Introduction: Switches in Parallel

We continue our series on copper tape circuits with a parallel circuit. With a parallel circuit, the LED lights even if you only have one switch closed. I'm using a one-inch faster, which are easier to find, if less graceful looking, than the smaller fasteners used for the knob switch.

Step 1: Tools and Materials

  • Scissors or Craft Knife
  • Slug and snail tape cut into quarter inch widths
  • Brass fasteners x2
  • Card stock or index cards

Step 2: Sketch Your Circuit

I like to sketch out the circuit first. This gives me an idea of how all the components fit together. It also allows me to walk through the circuit, sometimes I will actually trace the circuit with my finger.

Step 3: Cover Your Traces

I apply copper tape even to places where there is a component. You can also leave the component spaces open.

Step 4: Cut Out Space for Components

Using a scissor blade or the craft knife blade, cut open the spaces where your components will be. Lift the tape off with a blade corner or just use your fingers.

Step 5: Connect Components

Apply copper tape to the LED and battery leads, securing them to the copper traces. Remember that the positive ends of the battery and LED should meet. The side of the battery with the plus sign should connect directly to the long lead of the LED.

Step 6: Add the Switches

Make a starter hole with your knife, scissors, or even a paper clip. Push the fastener through the hole and flatten the lengths so they make contact with the adjacent copper tape.

Step 7: Check Your Connections

Complete the circuit and see that your LED lights. Sometimes all you need to do is tighten the connections if the LED doesn't light at first.

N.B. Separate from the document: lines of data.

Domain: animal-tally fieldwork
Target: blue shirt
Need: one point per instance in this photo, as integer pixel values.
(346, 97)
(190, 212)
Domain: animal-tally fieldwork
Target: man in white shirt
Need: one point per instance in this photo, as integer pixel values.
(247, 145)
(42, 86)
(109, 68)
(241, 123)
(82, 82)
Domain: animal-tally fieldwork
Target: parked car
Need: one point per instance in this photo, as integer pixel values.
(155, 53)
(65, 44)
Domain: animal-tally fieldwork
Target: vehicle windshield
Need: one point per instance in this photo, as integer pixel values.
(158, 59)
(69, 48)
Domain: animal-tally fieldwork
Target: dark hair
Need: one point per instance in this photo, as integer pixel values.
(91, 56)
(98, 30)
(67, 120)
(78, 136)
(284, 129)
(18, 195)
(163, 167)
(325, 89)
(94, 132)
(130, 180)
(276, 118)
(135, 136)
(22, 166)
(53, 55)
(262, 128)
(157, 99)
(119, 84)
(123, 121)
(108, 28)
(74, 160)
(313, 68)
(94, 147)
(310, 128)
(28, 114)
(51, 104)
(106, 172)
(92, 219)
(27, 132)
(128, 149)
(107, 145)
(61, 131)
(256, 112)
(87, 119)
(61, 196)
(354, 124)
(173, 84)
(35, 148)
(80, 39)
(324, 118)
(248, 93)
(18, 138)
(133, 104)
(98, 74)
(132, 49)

Step 8: Vexations, Meditations, and Variations

I'm still not happy about the fasteners as switches. As you saw on the video, the switches stick on the copper. The connections get a little weak, too. Also, I'm still using the wonderful coin cell battery with the built in leads, something that most people don't have access to. In successive Instructables, I will use off the shelf batteries.

All in all, though, you get an idea that a positive output can result from one or more positive inputs, the concept of an OR gate.

You can expand this by adding additional switches or additional LEDs. What happens when you increase the number of LEDs? What if you connected an AND gate to an OR gate?

I'd also like to try a different mounting surface, say, a thin, rigid, easily-cuttable plastic.